Выбрать главу

Вот только вчера вечером, во время пребывания в «Семейном саду», этого не было, а то постоянно… Вчера же явился я домой не только без «добычи», но даже лишился собственного портсигара, очень искусно вытащенного из жакета.

Ага! Могу вас утешить, не ваша наружность смущает петербургских карманников. Для меня становится очевидным, что вы носите или имеете при себе что-нибудь, служащее мошенникам последним «паролем».

Путилин не ошибся. Когда стал подробно расспрашивать посетителя, то оказалось, что в увеселительном саду он бы в шляпе, а не в той фуражке, приобретенной три дня тому назад, в которой он фланировал по людным улицам столицы и в которой он явился в сыскное отделение.

Иван Дмитриевич эту фуражку, по-видимому имевшую условное значение у воров, оставил у себя. В тот же день он в ней совершил прогулку по тесным проходам Гостиного двора и… нашел в своих карманах несколько украденных вещей, но, однако, ни одного вора поймать не мог, несмотря на свои ловкость и опытность. Они оказались тоже не менее ловкими…

Узнав, где куплена провинциалом эта фуражка, Путилин произвел следствие и обнаружил, что какие-то неизвестные лица принесли в шапочную мастерскую, помещавшуюся на Екатерининском канале, против Казанского собора, собственной материи и приказали сшить по собственному же фасону несколько десятков фуражек. Из оставшегося клочка материи шапочник сделал лишнюю фуражку, которую продал отдельно тоже неизвестному лицу.

На другой день большая половина карманников была переловлена. Их забрали прямо по фуражкам.

Путилин задумал еще раз совершить прогулку в «мазурнической форме», но на этот раз его надежды схватить кого-нибудь с поличным не увенчались успехом. Возвратясь же домой, он нашел в кармане одну лишь лаконичную записку: «Не проведешь! Шалишь! Довольно уж какой-то мошенник попользовался нашим добром. Поработали на него дня три — довольно. Пусть это будет нашим наказанием, а тебе не попадемся».

И точно. Другая половина жуликов вовремя сбросила с себя предательскую фуражку.

ЭКСЦЕНТРИЧНАЯ ДАМА

Под вечер к зданию Казанской части подъезжает карета, запряженная заводскими рысаками.

Выходит из нее шикарная молодая особа и спрашивает, может ли она видеть по весьма нужному и спешному делу начальника сыскной полиции?

Можете, — отвечают ей.

Через несколько минут выходит в приемную Иван Дмитриевич.

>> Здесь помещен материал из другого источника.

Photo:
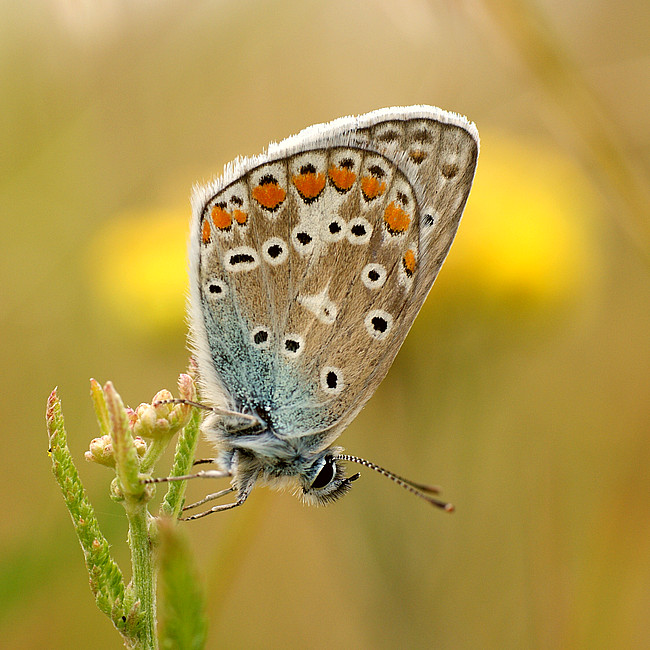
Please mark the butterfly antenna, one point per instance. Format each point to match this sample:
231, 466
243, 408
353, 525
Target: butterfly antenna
419, 489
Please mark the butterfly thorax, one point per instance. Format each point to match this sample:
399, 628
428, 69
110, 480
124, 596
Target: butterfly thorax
259, 455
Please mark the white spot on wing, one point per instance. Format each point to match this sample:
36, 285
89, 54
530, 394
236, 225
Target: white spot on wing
321, 306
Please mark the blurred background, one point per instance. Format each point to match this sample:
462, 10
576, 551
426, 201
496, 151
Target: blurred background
523, 388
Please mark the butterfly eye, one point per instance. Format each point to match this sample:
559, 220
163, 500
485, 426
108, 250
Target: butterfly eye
325, 476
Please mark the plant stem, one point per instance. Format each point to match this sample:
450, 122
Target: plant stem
143, 580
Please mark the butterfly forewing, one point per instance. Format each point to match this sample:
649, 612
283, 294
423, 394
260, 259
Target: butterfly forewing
314, 264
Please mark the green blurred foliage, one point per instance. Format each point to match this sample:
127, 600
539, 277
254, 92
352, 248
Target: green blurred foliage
523, 388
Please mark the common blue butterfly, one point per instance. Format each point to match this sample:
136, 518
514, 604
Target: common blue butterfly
308, 265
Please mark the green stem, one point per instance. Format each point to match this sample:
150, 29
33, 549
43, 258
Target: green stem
143, 579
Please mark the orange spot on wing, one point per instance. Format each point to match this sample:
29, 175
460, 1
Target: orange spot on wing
396, 219
205, 232
409, 262
221, 218
342, 178
240, 216
310, 185
372, 187
269, 195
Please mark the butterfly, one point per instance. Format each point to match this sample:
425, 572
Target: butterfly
308, 265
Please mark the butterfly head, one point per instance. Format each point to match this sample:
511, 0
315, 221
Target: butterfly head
324, 481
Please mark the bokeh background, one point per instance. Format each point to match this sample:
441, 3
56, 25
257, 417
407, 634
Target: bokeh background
523, 388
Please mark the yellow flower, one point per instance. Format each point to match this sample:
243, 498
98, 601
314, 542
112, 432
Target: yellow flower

Чем могу служить? — спрашивает.

Ах, я в ужасном положении! Вы должны меня спасти.

В чем дело? Расскажите спокойно, не волнуясь…

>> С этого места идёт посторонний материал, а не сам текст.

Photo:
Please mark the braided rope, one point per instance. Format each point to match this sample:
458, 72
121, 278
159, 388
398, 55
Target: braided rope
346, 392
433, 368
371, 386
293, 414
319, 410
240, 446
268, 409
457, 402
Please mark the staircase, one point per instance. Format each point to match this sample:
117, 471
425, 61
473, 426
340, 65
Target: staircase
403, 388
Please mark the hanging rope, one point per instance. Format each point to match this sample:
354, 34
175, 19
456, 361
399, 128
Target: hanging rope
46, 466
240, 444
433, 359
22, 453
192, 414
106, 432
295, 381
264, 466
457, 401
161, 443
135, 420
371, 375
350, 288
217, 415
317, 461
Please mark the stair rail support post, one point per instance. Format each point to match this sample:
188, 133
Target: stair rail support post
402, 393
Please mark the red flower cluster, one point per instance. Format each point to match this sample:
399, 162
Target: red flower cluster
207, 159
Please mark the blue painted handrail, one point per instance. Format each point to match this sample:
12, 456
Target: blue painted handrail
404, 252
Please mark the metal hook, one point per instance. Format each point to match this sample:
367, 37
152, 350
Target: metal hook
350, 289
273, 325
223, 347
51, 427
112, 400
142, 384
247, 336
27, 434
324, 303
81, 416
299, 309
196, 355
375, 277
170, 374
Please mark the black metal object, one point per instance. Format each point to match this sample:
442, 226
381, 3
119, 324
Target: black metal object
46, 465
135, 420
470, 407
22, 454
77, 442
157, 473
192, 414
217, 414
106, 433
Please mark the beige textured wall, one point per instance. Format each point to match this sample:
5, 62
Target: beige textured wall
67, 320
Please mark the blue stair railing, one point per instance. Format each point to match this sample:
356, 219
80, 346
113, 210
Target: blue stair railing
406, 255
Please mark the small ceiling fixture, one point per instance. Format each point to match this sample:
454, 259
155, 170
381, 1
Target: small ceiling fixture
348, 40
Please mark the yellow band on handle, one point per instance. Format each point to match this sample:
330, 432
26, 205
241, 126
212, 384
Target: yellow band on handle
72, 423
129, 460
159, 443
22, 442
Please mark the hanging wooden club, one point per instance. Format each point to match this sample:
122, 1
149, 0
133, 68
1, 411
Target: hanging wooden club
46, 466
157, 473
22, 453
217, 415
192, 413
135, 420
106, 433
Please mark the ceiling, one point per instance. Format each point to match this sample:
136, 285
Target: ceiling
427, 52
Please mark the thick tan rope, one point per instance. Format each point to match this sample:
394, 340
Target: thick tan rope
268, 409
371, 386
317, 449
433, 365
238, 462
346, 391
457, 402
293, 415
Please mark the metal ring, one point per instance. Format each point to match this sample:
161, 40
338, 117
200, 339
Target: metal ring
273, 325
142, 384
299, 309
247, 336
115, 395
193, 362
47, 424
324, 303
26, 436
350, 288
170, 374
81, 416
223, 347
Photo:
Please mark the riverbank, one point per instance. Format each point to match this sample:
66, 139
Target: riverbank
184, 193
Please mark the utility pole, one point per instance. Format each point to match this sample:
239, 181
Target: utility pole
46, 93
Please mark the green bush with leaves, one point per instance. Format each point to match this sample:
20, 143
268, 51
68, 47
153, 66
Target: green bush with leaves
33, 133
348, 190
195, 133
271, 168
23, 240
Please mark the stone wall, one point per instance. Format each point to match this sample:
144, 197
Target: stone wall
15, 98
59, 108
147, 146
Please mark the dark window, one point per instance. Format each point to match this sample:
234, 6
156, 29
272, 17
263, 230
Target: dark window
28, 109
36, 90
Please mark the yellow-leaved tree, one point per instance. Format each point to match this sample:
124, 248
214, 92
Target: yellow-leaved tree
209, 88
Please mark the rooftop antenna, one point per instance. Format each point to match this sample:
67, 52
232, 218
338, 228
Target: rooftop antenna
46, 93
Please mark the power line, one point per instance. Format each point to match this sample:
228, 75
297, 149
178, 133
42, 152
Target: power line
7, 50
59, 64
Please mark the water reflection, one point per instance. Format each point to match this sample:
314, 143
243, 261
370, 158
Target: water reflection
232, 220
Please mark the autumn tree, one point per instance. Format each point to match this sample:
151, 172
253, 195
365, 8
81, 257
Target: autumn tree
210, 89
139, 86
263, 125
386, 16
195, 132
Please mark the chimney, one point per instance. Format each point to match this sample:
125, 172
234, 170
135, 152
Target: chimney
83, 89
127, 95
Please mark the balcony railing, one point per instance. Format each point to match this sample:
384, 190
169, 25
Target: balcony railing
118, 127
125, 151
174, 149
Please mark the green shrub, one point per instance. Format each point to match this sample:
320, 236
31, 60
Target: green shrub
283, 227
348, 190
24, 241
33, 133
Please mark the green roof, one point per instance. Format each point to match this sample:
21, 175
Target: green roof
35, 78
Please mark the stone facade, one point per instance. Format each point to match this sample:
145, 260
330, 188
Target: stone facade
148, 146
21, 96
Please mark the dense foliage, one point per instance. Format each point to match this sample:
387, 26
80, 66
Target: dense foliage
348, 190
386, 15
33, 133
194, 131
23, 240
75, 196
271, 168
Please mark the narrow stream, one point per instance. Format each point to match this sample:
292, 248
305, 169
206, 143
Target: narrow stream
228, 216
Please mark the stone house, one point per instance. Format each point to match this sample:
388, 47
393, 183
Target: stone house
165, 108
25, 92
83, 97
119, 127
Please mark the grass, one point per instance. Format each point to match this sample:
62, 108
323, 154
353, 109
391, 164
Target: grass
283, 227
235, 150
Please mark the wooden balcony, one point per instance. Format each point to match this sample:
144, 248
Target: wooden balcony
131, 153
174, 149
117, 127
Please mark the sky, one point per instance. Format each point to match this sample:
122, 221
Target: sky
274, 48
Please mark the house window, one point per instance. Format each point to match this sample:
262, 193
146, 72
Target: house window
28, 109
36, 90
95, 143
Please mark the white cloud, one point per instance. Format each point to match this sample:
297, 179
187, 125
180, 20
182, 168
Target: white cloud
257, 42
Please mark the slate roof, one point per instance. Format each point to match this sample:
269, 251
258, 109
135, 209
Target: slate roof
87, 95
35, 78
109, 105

Мой знакомый поручик пригрозил убить меня сегодняшней ночью.

Вас? За что?

За то, что я откровенно призналась ему, что наш двухгодичный роман ужасно мне прискучил. Он заподозрил меня в измене, стал проявлять резкие симптомы ревности, и, наконец, до сведения моего дошло, что он решил меня убить, и именно нынче ночью.

«Чтобы предотвратить это несчастье, — размышлял Путилин, — надо учредить над поручиком надзор». Затем спросил посетительницу:

Вы не знаете, где он в данное врем находится?

Не знаю.

Гм… Стало быть, он должен явиться к вам в квартиру?

Конечно.

Вы можете не открывать ему дверей?

Он не поцеремонится и выломает их.

В таком случае не можете ли вы ночевать где-нибудь в другом месте? У знакомых, что ли?

Помилуйте, это так неловко… Общество станет догадываться… Моя репутация может поколебаться.

Оцепить вашу квартиру полицией?

О, это скандал! Это невозможно…

Как же спасать вас иначе?

Пришлите ко мне на квартиру агента. Пусть он будет моим телохранителем. В случае, если поручик и вздумает позвонить, то, услышав мужской голос, непременно отступит.

Насколько это окажется целесообразным, не знаю, — сказал Путилин, выражая голосом сомнение, — но если вам кажется достаточным присутствие одного агента, он к вашим услугам.

Иван Дмитриевич позвонил сторожу, которому приказал позвать к нему дежурного чиновника. Тот явился. Путилин передал ему вкратце сущность дела и поручил последовать за встревоженной барыней. Она забрала чиновника к себе в карету и повезла домой.

Обстановка ее квартиры оказалась роскошной. В столовой был сервирован чай на две персоны.